Filmmakers who seek philanthropic or public funding to support their works may be considering fiscal sponsorship as a vehicle for obtaining such funding. In our first post on this subject, we covered the basics of fiscal sponsorship and on the qualifications of a sound fiscal sponsor. Here, we’ll discuss the fiscal sponsorship agreement and termination of the relationship between the filmmaker and the fiscal sponsor.
Fiscal Sponsorship Agreement
The Model Informs the Agreement
In our first post on fiscal sponsorship and films, we discussed the two most common models of fiscal sponsorship:
- Pre-approved grant relationship (Model C), and
- Comprehensive (Model A).
For filmmakers, who typically and understandably have a desire to own the intellectual property (IP) rights to the film they make, Model C is the more common form. The appropriate agreement to establish such a relationship is commonly called a Fiscal Sponsorship Grant Agreement.
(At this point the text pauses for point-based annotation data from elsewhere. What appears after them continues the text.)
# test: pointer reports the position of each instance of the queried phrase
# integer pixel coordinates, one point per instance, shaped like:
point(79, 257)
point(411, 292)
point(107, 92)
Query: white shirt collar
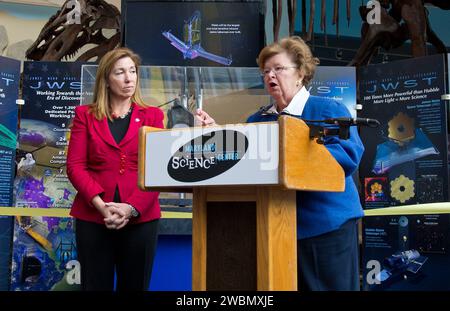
point(297, 104)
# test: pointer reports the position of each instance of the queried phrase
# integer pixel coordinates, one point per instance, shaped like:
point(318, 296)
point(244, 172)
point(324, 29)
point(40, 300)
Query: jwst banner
point(9, 92)
point(44, 250)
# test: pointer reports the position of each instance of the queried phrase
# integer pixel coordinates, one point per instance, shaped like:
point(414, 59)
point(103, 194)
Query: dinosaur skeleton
point(401, 20)
point(76, 24)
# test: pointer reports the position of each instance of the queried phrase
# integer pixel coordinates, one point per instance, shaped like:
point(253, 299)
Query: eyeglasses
point(276, 70)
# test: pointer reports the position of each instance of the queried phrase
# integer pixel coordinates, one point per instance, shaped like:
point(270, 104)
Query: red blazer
point(96, 164)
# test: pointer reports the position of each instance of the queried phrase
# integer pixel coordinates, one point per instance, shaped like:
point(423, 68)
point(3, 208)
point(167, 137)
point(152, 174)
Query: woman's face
point(123, 78)
point(281, 77)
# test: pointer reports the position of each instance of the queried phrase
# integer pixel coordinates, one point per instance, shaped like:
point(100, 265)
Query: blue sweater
point(322, 212)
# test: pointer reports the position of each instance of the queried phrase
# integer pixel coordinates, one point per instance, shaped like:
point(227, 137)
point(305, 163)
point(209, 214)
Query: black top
point(119, 128)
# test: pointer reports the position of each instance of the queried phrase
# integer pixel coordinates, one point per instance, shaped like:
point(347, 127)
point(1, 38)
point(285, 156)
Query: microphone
point(353, 121)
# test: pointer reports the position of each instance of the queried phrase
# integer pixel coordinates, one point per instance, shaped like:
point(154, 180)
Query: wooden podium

For filmmakers who want a charity to own the IP rights to the film and simply want sufficient independence in creating it, a Model A fiscal sponsorship arrangement (or a variation in which the operation of the project is contracted out to the filmmaker as an independent contractor, also referred to as Model B) may suffice. The agreement to establish such a relationship is commonly called a Fiscal Sponsorship Agreement.
Contract or MOU?
In many cases, the intended difference is simply a matter of semantics. But it’s important to understand that if the parties want to be bound to an enforceable agreement, they are entering into a contract, regardless of what it is called. Because a Memorandum of Understanding (MOU) by its name suggests that it is only intended to memorialize the mutual understandings of the parties, it can lead some parties to create a document that may not be clearly enforceable. Accordingly, both the fiscal sponsor and the party contracting with the fiscal sponsor must be clear in documenting their understanding of the enforceability of the agreement. That is, they must agree that it’s a contract.
The Party Contracting with the Fiscal Sponsor
An individual filmmaker might be the sole party contracting with the fiscal sponsor. Alternatively, it may be a group of filmmakers and/or their colleagues contracting with the fiscal sponsor. If it’s a group, the group must consider whether they are contracting as a business entity or as an unincorporated (nonprofit) association. Alternatively, group members may be contracting with the fiscal sponsor as individuals, each in their individual capacity (but that can get more complicated and messier than a fiscal sponsor may desire).
If the party contracting with the fiscal sponsor (the “Other Party”) is an unincorporated association, the parties should understand the implications. An unincorporated association consists of two or more members. State laws may not provide for many default rules in how an association is governed and makes decisions, like entering into contracts. So, it would be important for the association to formally adopt some general governing principles and record it in the association’s bylaws. Some questions, the bylaws and supporting documents should address:
- Who are the members?
- Do the members govern the association or do they elect a board that governs?
- How do the members take action?
- How does the board (if any) take action?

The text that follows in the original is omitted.